QKD is expected to play a fundamental role in protecting networks and data against the threat of quantum computing cyberattacks, and represents a critical step towards the UK government’s aim for the country to become a quantum-enabled economy.
Andrew Lord, senior manager of optical research at BT, says the company is working with Toshiba because it is the “best-in-class making QKD”.
“When you’re doing this kind of trailblazing science, and looking at how it might turn into something useful for BT that we can downstream and start to commercialise, you do need to have these sorts of relationships,” Lord says.
While QKD is still in its early stages, BT said earlier this year it will offer quantum-secure networks to large business, attracting them is key for BT in the future.
Investment in security
“At some point, quantum computers will have the capability of breaking our standard encryption. They don’t yet, but they will,” says Lord.
Given the huge investment in quantum computing technology, this could happen sooner rather than later. Last year, an Australian-led quantum computing start-up in Silicon Valley closed a US$450 million Series D fund raise, which valued the enterprise at $3.15 billion.
BT has been ahead of the curve regarding quantum communications. It has a broad R&D portfolio spanning components for quantum systems, secure networks, and new cryptographic and communications protocols. Its recent partnerships highlight its commitment to the technology.
Lord says that quantum communications will be a key part of BT’s future because of the plethora of benefits, direct and indirect, that it provides. “One of the direct benefits would be security,” he notes.
Quantum communication systems are more secure than regular networks as they rely on the quantum properties of photons, rather than computer code that can be cracked. Quantum information is stored in qubits.

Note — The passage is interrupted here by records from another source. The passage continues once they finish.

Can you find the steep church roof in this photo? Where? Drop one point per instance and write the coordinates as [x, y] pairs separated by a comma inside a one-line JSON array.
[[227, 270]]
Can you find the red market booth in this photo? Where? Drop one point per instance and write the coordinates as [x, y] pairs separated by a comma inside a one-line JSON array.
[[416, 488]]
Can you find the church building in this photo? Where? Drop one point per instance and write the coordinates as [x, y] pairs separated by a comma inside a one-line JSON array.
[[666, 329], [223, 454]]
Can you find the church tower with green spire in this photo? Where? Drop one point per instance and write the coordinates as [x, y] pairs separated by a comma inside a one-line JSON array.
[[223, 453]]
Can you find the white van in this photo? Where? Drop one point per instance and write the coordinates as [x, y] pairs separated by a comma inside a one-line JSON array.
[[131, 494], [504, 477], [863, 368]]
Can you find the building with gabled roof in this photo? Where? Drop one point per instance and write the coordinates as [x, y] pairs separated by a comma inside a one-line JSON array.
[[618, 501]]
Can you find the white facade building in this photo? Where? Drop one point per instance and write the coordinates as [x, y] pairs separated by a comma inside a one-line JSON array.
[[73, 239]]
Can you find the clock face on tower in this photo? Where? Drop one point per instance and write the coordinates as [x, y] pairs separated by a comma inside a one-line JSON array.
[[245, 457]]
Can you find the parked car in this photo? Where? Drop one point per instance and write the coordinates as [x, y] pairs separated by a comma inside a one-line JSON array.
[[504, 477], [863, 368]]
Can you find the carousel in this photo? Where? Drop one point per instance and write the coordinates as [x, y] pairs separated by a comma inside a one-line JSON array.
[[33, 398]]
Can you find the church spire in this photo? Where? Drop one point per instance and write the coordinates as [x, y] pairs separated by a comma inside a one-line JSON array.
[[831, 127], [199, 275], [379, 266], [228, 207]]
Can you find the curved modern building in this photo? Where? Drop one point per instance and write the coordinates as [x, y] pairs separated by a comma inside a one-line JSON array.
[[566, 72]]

These can be used for encryption because they can generate a code when measured that will only be known by the person observing them.
But Lord maintains that BT is looking beyond security. Its grand vision is to use qubit transmissions to connect quantum computers, creating the ‘quantum internet’.
A new internet
The ‘quantum internet’ is a (so far theoretical) network in which quantum devices exchange information within an environment that harnesses quantum mechanics.

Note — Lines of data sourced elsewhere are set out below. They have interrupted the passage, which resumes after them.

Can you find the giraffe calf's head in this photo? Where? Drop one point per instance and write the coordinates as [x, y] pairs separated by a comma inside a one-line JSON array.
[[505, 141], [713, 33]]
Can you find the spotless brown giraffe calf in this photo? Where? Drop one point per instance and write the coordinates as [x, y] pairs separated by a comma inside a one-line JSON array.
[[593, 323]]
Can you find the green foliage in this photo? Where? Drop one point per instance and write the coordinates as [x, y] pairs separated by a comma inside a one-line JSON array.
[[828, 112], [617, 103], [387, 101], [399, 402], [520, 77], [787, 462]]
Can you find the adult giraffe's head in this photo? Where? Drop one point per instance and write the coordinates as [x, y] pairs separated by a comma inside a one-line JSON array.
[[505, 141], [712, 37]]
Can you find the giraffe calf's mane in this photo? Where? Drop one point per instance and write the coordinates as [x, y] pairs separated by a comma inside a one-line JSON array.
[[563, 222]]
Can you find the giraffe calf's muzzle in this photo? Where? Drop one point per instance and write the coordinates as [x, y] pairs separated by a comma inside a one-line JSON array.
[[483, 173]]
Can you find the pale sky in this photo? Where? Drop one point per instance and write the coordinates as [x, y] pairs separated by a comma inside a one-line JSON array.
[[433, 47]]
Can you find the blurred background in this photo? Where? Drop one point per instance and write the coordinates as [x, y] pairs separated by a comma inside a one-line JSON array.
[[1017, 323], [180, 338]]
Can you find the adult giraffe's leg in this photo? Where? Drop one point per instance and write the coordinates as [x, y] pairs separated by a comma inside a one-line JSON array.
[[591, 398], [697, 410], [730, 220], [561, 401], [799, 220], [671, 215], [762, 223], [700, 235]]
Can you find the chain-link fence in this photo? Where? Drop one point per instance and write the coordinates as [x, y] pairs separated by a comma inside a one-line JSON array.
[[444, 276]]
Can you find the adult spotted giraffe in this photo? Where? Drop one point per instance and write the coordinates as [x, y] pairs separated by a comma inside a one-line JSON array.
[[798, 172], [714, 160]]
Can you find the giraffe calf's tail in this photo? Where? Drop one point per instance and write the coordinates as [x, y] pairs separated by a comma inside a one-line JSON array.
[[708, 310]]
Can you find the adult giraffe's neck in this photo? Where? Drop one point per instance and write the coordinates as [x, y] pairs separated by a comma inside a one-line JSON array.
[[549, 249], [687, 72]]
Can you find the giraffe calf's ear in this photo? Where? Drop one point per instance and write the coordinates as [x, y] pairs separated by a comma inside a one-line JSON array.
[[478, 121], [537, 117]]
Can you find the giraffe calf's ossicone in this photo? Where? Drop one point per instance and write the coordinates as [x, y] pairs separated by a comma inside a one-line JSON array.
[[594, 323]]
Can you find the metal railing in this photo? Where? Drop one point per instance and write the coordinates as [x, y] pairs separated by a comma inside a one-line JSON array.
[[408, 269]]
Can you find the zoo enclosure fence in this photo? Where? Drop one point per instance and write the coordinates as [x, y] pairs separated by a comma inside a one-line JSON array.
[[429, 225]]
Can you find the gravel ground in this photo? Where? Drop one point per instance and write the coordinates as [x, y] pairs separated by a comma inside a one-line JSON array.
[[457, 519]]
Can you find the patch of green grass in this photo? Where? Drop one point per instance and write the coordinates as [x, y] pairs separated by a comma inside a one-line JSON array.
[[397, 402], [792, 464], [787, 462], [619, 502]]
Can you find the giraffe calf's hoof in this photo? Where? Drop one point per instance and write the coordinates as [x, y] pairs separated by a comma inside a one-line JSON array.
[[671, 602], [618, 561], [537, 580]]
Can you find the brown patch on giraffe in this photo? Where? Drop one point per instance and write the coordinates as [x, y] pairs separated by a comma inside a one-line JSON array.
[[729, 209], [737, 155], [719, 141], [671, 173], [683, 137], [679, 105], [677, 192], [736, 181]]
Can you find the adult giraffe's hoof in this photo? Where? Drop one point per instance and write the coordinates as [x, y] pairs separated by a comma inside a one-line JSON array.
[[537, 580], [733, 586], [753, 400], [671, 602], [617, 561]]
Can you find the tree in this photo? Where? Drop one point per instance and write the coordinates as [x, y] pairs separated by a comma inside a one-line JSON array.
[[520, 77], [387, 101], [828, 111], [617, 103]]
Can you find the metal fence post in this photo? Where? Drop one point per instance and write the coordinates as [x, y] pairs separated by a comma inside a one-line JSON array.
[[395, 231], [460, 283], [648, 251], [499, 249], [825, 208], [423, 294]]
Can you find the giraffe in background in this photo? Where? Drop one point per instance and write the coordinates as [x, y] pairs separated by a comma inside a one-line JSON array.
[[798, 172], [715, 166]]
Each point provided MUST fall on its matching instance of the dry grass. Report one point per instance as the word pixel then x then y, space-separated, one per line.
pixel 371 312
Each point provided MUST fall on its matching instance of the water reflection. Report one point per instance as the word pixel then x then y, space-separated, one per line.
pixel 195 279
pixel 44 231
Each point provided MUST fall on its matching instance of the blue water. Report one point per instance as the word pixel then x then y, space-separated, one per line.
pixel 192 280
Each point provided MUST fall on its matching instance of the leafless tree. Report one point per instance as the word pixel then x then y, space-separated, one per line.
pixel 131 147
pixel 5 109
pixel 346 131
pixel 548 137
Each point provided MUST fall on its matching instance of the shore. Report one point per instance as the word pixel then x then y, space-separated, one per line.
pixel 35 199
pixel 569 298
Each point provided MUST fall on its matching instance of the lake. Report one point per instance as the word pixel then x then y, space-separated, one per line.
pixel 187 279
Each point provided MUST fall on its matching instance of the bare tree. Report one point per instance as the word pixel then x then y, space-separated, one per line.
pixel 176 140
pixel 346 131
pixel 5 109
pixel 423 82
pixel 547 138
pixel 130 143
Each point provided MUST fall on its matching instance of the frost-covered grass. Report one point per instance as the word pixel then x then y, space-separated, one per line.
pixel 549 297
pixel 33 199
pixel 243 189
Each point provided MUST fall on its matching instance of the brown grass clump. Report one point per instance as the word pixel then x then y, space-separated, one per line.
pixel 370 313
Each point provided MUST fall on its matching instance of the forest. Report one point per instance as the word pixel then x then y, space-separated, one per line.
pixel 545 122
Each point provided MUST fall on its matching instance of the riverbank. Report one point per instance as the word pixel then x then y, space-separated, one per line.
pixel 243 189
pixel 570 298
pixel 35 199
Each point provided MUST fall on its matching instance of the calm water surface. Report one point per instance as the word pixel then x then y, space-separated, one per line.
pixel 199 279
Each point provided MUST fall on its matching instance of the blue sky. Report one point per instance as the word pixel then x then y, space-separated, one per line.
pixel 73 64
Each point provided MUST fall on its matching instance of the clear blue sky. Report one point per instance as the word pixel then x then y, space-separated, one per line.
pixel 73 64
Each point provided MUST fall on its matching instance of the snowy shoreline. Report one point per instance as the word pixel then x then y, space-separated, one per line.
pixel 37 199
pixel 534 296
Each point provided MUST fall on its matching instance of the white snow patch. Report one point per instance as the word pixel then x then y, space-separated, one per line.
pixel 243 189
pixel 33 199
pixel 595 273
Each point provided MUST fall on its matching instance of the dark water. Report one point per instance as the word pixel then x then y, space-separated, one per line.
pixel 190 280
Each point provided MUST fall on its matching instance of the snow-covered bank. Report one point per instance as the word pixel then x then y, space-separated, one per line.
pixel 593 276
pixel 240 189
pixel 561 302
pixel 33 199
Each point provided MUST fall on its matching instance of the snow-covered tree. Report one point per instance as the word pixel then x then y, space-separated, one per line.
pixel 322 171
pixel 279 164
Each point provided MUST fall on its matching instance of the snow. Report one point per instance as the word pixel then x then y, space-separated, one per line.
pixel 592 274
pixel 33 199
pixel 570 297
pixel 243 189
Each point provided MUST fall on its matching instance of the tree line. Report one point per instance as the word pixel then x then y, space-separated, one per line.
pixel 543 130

“You’d do this because the power that you can get from bringing
multiple quantum computers together gives you incredible speed of processing,” says Lord.
Lord believes that this is plausible, as quantum technology is improving “almost weekly and monthly”. But the key for BT would be getting quantum devices to talk to “classical” IT infrastructure.
“How do you do that? Well, you have to talk to the guys that are supplying the data columns,” says Lord. “We’ve spent quite a few years with Toshiba and Adva Optical Networking in order to bring that together.”
Both Adva and Toshiba are long-term partners of BT. But Lord says the telco “talks to everybody” in the space to get a greater understanding of the quantum landscape.
As quantum communication moves ahead, Lord’s big question is whether it will remain a niche product. “There are so many variables to deal with: requirements, demand and customer appetite,” he says.
Lord believes next three years will be key in answering this question, because while investment in quantum communications makes it seem as though the sector is exploding, it is not ready for the mainstream.
“That’s what we’re at the cusp of discovering,” Lord says. “Will it stay niche or will the momentum continue?”